Yesterday’s late day sell-off essentially confirmed a long overdue correction in grains. It may be mild – correcting over time with little price change – or it may be deep – dropping another 4-8% in price quite quickly (from 50c in Corn to $1 in Canola and Beans). It can do either type of correction and still remain in a substantially Bullish trend.
The driver of this correction is Corn. Beans, and Canola should outperform for both Technical and Fundamental reasons. Wheat remains an outlier because stocks and acreage are simply not tight.
It was Corn that showed the Key Reversal on Monday that lead to the follow through yesterday. Beans were close but held and Canola barely budged.
Corn planting in the US has started already (it’s only mid-March) and the weather is perfect for all the intended acres – or more – to go in, as 96.5 million acres is starting to be bandied around the trading floor.
This is Bullish Beans, as many of those acres will come at Bean’s expense as the last seeded acres of Corn typically switch to Beans with its shorter growing season. This will be the first year in a while where that may not need to happen.
Furthermore, a Bullish wildcard for Beans is Canola. While 60 million acres of Canola isn’t 250 of Soybeans, it is significant and when you talk in terms of an “Oil Acre”, 250 million is only 40 million acres of Oil, 60 million Canola acres is 20 million acres of Oil. In an Oil driven market, Canola is certainly a player, though we can’t ignore Palm either.
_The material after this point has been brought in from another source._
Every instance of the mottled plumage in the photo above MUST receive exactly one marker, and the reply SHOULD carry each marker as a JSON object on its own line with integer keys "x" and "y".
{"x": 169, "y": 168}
But right now Canada’s 20 million acres are drying out and 20 million in Europe have seen frost in the East and now an emerging drought in the West. Oilseed Demand is not slowing but Production this year certainly is. China’s Bean demand is up 6% year over year but Global production is down 8%. Good weather in the US may steal another 1% off that by keeping it in Corn acres. It will take price spread to keep those acres.
Much of this Bullish scenario for Beans and Canola is already in the price as we were just $13.40 For Canola, but a deep correction pulls it back out and is why I believe it will only be mild and will prove healthy for the Oils.
Any correction is concerning because a test of a trend-line always has the potential to break it and completely change the situation. Furthermore, Corn may do so much damage to itself that the Oils break key levels of their own but supplies should be too tight for that with so much critical weather in front of us.
The Fundamentals for the Oil Grains are positive and this correction should prove healthy. There’s an off-chance that it’s already over.